Lea Formula 7 is good for negatives, but it ages quite quickly: plan to use it up within two months.
UVP 4 is good for negatives also, and being a two cadmium recipe, it’s very slow to age and with proper storage can remain usable for many months.
Also formulated by UV Photographics is a proprietary “house blend” called UVP-X. It uses 2 bromides and 2 iodides which makes for faster collodion (about 1 stop faster than most other recipes). It is also a very stable recipe, so you can expect it to remain usable for about a year if stored properly (cool, dark). I recently finished a bottle of UVP-X that was 18 months old and still worked well! (Though it had lost some speed).
To a degree, collodion recipes just aren’t that different when it comes to results. However, the following is generally true about salted collodion recipes: the iodides in a recipe contribute to contrast, and the bromides help create more middle values. Though it may seem counterintuitive to say, positives (tintypes) don’t need to be as contrasty as negatives. So a collodion recipe for producing good negatives will typically have more iodide than bromide. But I must say that in my experience, all but the most extremely contrasty scenes will produce a negative that’s fairly low in contrast regardless of which collodion recipe you use, in which case they benefit from some intensification or (better still) re-development to build density and contrast.
What you need to decide once you’ve made a negative is: what will it be used for? if you’re going to scan it for post-processing, or make a traditional silver gelatin darkroom contact print from it, then you may not need to intensify/redevelop the negative. I’ve found a property exposed negative with good contrast will print on a grade 2 or grade 3 paper. But if you intend on printing your negative on albumen or salt paper (or even platinum/palladium) then the extra density achieved by redevelopment or intensification is pretty much mandatory. How you choose to make a negative is going to depend on how you’re going to use it.

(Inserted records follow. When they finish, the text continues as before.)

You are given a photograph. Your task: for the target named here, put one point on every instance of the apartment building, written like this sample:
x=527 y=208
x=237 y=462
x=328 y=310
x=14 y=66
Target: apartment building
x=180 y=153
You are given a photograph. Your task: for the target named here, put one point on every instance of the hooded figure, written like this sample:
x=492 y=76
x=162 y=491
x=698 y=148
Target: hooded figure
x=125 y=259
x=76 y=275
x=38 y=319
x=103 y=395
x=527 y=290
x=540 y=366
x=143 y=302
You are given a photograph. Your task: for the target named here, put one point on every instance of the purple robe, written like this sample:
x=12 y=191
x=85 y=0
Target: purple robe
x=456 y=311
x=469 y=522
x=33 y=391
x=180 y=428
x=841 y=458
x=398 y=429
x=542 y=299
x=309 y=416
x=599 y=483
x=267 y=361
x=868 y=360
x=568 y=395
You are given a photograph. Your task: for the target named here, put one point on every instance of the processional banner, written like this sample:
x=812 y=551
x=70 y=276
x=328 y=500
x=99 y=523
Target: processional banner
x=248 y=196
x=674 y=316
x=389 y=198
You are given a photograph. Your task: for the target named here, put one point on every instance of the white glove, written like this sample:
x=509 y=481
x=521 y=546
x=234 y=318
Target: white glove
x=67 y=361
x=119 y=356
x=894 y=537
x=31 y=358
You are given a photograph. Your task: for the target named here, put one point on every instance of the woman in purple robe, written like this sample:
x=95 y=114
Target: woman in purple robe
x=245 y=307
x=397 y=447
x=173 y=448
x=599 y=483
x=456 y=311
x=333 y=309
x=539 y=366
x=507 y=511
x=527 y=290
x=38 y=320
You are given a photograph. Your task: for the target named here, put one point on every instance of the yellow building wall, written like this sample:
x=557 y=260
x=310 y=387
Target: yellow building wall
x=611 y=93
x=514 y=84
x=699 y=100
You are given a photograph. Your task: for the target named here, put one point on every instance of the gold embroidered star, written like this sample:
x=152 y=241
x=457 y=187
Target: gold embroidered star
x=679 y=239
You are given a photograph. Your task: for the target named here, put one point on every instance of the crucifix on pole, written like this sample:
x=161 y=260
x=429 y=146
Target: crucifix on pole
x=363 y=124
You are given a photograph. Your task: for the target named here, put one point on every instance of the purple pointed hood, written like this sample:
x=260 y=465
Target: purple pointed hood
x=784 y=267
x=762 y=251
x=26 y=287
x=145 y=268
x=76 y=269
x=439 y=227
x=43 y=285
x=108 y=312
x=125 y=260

This is where Quinn’s book is going to be very helpful to you.
Also bear in mind that there are so many variables in the process that no two people will have exactly the same results when seemingly using the exact same techniques. Your output is going to depend on 1) the state of your silver bath (it’s age, pH, silver content, etc.), 2) your choice of developer, 3) your water quality, 4) temperature and humidity on any given day, 5) your choice of collodion, and it’s age, and of course 6) your technical proficiency. That’s a lot of variables. So take what advice I offer as being just “general recommendations”. What works for me may not work for your circumstances. A certain amount of trial and error is going to be needed for each practitioner to find their sweet spot.
PS: I hope you haven’t been storing collodion in a fridge that’s also used for food! No matter how tightly capped, a collodion bottle still leaks Ether fumes which can be absorbed by food items.